La propia revolución facilitó sin saberlo su salida. La cárcel en la que estaban fue asaltada por los revolucionarios y entre el cachondeo que se lió Paul y Bill cogieron las de Villadiego con ayuada eso sí de Rashid, un joven iraní que se las sabía todas y con ganas de ganarse la vida en el país del tío Sam, sin duda montando un Kebab. Entonces fueron recogidos por el coronel Simons y el resto de la pandi y tirando de furgoneta, todoterreno y autobús hasta conseguir atravesar la frontera del país. Toda esta historia está perfectamente detallada en el magnífico libro de Ken Follet, Las Alas del Águila, unos años antes de que empezase a elucubrar el armazón de Los Pilares de la tierra.

La aventura fue un éxito. Digno de una peli de Hollywood con final feliz. Ahora, por un momento, piensen una situación parecida en España. Dos altos ejecutivos de una empresa patria retenidos en Marruecos o Argelia por los integrantes de la revolución que se producido en el país.
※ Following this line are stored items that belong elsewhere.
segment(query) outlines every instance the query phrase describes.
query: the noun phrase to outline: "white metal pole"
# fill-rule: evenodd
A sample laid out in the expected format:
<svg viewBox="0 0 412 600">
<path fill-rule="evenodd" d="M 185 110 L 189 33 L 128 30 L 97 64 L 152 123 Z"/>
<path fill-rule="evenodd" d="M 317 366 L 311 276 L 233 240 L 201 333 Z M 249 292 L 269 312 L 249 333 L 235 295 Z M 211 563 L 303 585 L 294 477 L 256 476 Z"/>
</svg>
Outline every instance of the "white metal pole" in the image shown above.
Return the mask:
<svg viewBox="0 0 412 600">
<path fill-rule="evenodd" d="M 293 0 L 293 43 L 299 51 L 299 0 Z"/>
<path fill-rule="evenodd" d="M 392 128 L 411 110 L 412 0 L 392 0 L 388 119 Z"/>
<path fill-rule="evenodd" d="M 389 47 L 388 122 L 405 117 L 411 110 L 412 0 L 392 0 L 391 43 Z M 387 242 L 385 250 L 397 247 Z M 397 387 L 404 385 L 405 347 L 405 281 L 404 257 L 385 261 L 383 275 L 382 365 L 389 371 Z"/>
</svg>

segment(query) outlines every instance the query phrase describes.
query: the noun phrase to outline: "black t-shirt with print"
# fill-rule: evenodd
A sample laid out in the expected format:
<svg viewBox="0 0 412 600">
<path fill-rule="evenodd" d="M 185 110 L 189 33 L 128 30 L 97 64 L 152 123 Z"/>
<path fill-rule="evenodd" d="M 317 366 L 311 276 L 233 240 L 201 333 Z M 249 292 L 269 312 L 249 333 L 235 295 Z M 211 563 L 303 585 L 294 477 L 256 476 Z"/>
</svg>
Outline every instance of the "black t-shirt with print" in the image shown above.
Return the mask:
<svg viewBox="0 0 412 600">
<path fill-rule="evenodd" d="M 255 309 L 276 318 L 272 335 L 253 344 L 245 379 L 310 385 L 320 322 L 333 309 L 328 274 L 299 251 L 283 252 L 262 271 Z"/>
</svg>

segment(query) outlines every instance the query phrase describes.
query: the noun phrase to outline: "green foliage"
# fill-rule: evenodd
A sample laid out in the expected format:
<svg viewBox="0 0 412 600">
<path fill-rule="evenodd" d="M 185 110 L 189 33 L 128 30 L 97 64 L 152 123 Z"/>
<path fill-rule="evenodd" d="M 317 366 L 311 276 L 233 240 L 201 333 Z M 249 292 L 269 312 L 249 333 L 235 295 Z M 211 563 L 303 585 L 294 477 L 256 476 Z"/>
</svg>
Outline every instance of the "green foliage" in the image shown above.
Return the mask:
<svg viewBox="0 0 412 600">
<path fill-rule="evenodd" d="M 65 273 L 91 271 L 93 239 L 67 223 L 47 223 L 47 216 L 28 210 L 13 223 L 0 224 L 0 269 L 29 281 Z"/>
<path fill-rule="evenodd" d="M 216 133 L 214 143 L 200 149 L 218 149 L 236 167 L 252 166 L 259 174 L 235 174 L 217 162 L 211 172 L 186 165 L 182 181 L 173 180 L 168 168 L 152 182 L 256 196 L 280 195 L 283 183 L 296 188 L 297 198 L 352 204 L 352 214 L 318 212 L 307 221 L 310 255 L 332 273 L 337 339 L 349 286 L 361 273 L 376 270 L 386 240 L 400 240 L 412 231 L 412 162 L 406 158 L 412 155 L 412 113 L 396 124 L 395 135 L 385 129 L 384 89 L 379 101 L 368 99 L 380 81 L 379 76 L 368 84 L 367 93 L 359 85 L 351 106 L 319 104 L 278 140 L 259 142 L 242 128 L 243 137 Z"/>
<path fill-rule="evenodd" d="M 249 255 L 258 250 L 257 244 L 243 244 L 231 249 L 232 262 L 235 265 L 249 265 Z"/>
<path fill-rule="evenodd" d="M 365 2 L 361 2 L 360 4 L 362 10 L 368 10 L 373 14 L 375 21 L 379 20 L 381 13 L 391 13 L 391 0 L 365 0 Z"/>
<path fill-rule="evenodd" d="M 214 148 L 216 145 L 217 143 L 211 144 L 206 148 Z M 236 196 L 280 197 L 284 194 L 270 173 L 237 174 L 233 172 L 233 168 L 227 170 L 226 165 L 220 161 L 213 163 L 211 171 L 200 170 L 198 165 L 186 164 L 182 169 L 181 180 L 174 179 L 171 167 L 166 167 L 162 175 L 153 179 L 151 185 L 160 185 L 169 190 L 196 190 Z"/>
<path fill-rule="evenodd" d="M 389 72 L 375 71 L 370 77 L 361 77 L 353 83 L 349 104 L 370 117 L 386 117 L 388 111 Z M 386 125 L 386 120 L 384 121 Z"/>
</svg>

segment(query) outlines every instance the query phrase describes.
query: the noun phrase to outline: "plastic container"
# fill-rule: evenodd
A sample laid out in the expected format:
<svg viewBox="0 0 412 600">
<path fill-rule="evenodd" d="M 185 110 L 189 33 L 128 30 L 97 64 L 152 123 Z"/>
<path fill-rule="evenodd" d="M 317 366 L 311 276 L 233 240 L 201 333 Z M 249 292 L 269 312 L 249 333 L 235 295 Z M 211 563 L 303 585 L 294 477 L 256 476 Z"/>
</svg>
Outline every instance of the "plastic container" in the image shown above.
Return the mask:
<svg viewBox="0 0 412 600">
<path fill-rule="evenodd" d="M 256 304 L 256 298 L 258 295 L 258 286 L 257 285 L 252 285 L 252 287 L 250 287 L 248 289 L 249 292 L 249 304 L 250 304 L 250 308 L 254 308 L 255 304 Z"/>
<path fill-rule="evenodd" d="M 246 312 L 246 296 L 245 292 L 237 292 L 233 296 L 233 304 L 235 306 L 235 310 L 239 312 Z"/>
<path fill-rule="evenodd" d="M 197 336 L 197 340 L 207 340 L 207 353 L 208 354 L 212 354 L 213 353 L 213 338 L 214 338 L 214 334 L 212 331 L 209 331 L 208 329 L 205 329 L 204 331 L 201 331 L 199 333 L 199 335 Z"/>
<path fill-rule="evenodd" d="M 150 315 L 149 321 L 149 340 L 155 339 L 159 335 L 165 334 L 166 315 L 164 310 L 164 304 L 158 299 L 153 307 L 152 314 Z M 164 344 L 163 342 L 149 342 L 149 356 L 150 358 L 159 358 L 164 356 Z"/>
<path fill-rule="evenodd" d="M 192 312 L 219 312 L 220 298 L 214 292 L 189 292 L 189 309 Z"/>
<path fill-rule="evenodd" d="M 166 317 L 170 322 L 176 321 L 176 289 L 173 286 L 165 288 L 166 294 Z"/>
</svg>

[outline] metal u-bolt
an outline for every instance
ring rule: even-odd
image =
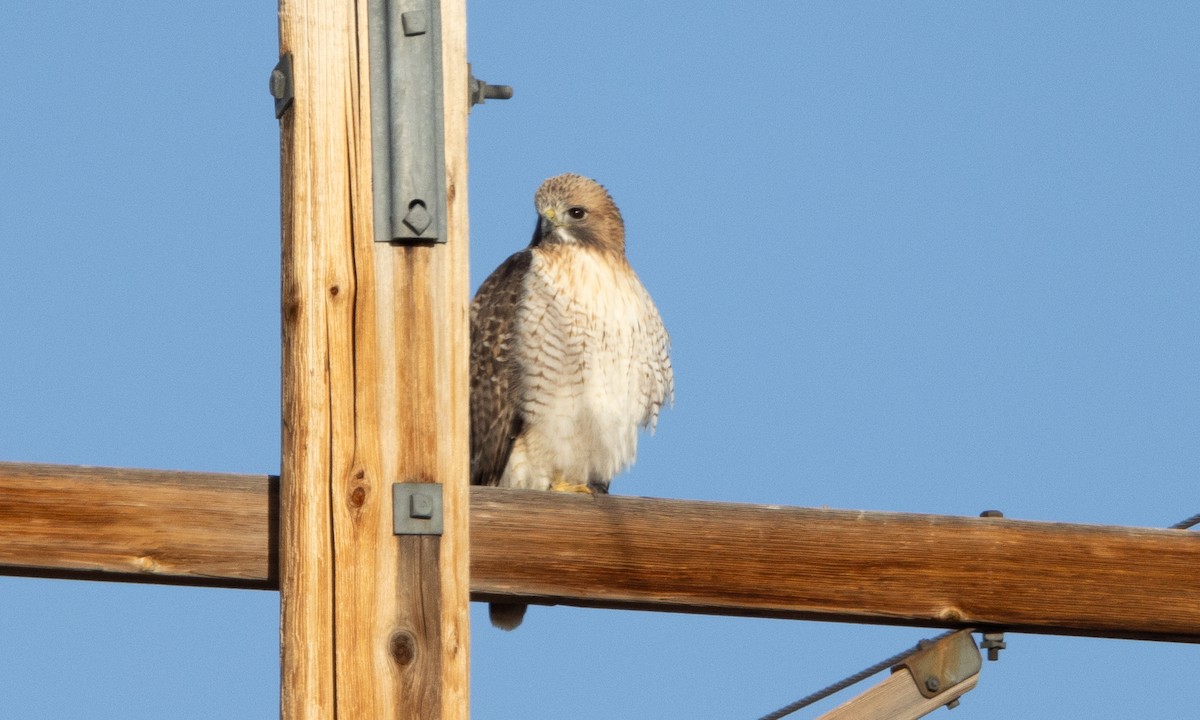
[[[981,518],[1002,518],[1004,513],[999,510],[984,510],[979,513]],[[1008,645],[1004,642],[1004,633],[1002,632],[985,632],[983,640],[979,643],[982,650],[987,650],[988,662],[995,662],[1000,659],[1000,651],[1007,648]]]

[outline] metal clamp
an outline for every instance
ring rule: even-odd
[[[893,670],[901,667],[912,673],[921,695],[932,698],[979,674],[983,658],[971,631],[960,630],[935,643],[922,643],[920,649],[897,663]]]

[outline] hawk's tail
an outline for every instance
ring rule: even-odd
[[[525,611],[528,608],[528,605],[516,603],[490,603],[488,604],[488,617],[491,618],[492,625],[501,630],[515,630],[525,619]]]

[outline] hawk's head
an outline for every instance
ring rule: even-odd
[[[561,243],[625,252],[625,223],[604,186],[582,175],[552,177],[533,196],[533,245]]]

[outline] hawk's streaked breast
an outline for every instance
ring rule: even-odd
[[[559,175],[534,204],[533,241],[471,303],[471,482],[607,492],[672,397],[670,341],[608,192]],[[524,612],[493,603],[492,623]]]
[[[607,489],[670,398],[667,333],[623,257],[572,246],[532,255],[514,345],[525,430],[499,484],[545,490],[557,473]]]

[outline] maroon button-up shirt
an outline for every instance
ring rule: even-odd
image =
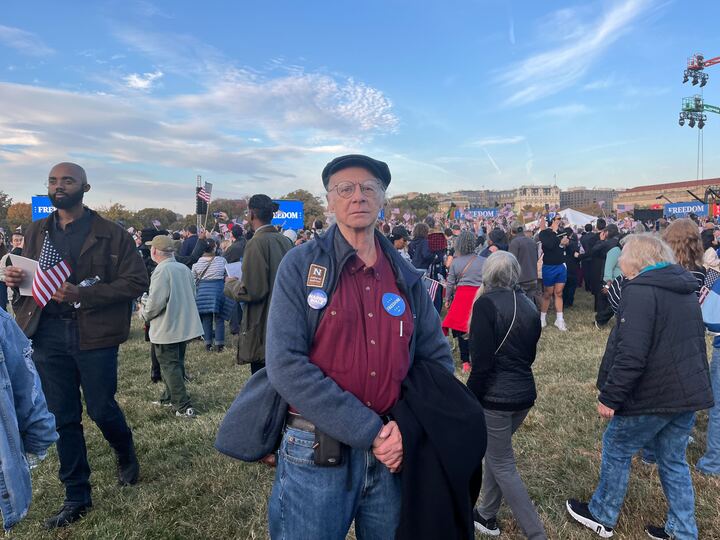
[[[371,267],[357,255],[346,262],[315,333],[310,361],[340,388],[385,414],[400,397],[414,328],[410,304],[377,240],[375,249],[377,261]],[[402,315],[385,310],[385,293],[405,301]]]

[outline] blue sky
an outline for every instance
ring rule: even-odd
[[[93,206],[189,212],[196,174],[321,194],[349,152],[388,162],[390,194],[693,179],[682,71],[720,56],[718,20],[710,0],[4,0],[0,189],[27,200],[72,160]]]

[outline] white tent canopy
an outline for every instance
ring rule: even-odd
[[[595,216],[591,216],[588,214],[583,214],[582,212],[578,212],[577,210],[573,210],[572,208],[566,208],[565,210],[560,210],[558,212],[565,221],[565,223],[568,223],[571,227],[584,227],[588,223],[595,223],[597,221],[597,218]],[[545,219],[545,218],[540,218]],[[530,223],[525,224],[526,229],[532,229],[534,227],[537,227],[540,223],[539,219],[536,219],[535,221],[531,221]]]

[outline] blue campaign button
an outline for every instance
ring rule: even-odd
[[[395,293],[385,293],[382,297],[383,307],[393,317],[400,317],[405,313],[405,300]]]
[[[327,304],[327,293],[322,289],[315,289],[308,294],[307,303],[313,309],[322,309]]]

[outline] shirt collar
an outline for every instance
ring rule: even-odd
[[[346,264],[346,268],[348,269],[348,272],[350,272],[350,275],[355,275],[362,271],[380,281],[381,274],[387,269],[385,267],[385,254],[383,253],[377,238],[375,238],[375,252],[377,254],[377,258],[375,260],[375,264],[372,266],[367,266],[363,260],[357,256],[357,253],[353,255]]]

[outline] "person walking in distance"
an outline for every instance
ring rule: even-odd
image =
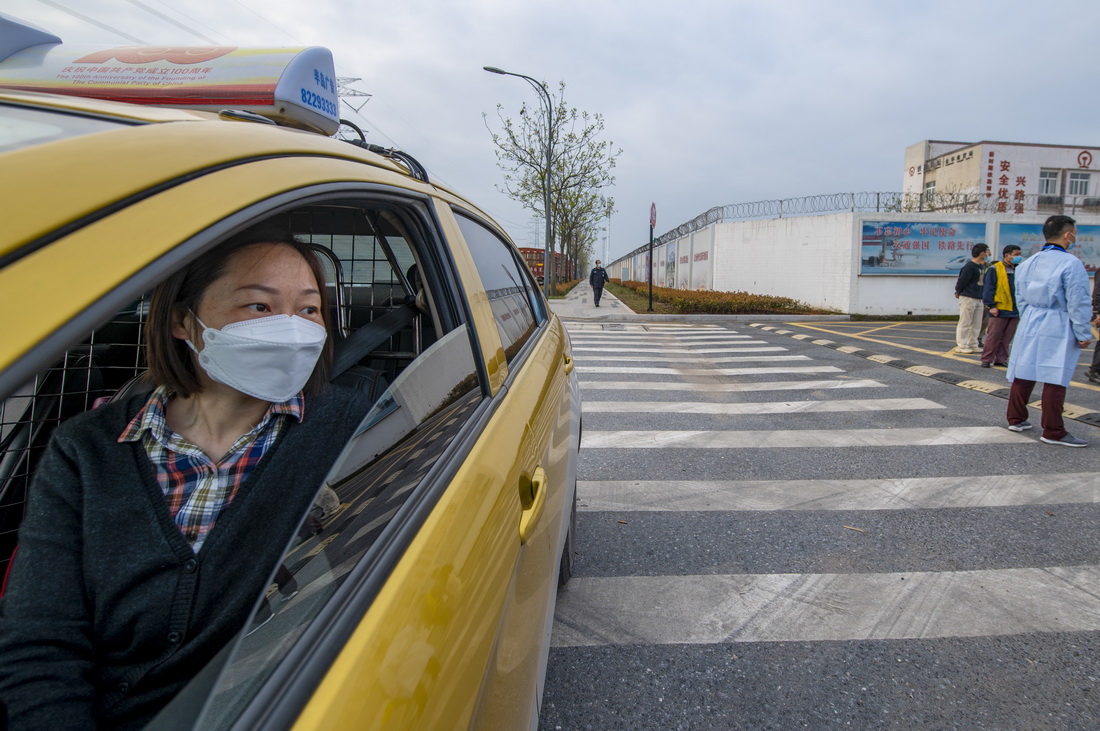
[[[955,280],[955,299],[959,301],[959,326],[955,329],[955,352],[978,352],[978,329],[982,326],[982,288],[979,284],[989,247],[974,244],[970,261],[959,270]]]
[[[1008,346],[1020,323],[1016,310],[1016,265],[1023,261],[1020,247],[1008,244],[1001,260],[985,273],[982,301],[989,308],[989,330],[982,350],[982,368],[1008,365]]]
[[[1081,348],[1092,341],[1089,275],[1066,251],[1077,243],[1077,225],[1069,216],[1051,216],[1043,224],[1046,245],[1016,268],[1020,325],[1008,361],[1008,428],[1027,431],[1027,403],[1036,381],[1043,383],[1041,441],[1063,447],[1088,443],[1066,431],[1062,406]]]
[[[592,285],[592,298],[596,300],[596,307],[600,306],[600,297],[603,296],[603,285],[611,277],[607,276],[607,270],[600,266],[600,260],[596,260],[596,266],[592,267],[592,273],[588,275],[588,283]]]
Se
trata de Pepe Fuentecilla, director de Recursos Humanos y del Bisoñé, director comercial en la zona de España, Marruecos y Argelia de la empresa, el cual oculta su alopecia, que no su mala leche, con un casposo peluquín adherido al cráneo. Llega entonces el director general
de la compañía y convoca una junta extraordinaria entre ejecutivos de diferentes rangos y se encuentra con lo siguiente.

Tras soltar la perorata a lo Braveheart e incitar a que den un paso adelante los que estén dispuestos a jugársela por sus compañeros, se empieza escuchar un ligero murmullo que poco a poco va conviertiéndose en una sonrisa hasta terminar en una sonora carcajada, de esas en las que uno no puede parar. El director mira a Gálvez, uno de los ejecutivos que se parte el ojete dando golpes en la mesa sin poder parar de reír, a su lado, Medina, la secretaria del Bisoñé, descojonada como si estuviese de público en No te rías que es peor, hace cortes de mangas y grita: Que no vuelva, que no vuelva ese hioputa.

En otra silla, Gutiérrez y Landelino, sufridos comerciales por obligación no por devoción, se suben a la mesa y zapatean contentos y llorando de risa aún más cuando los mira con mala leche el gran jefe, mientras gritan desgarrándose la voz: ¿Puedo ir yo? ¿Puedo ir yo? Al final hasta el propio gran jefe se descojona al mirar el dossier donde aparecen las fotos de los
dos ejecutivos y dice en voz baja: Pues nada señores, a pelarla.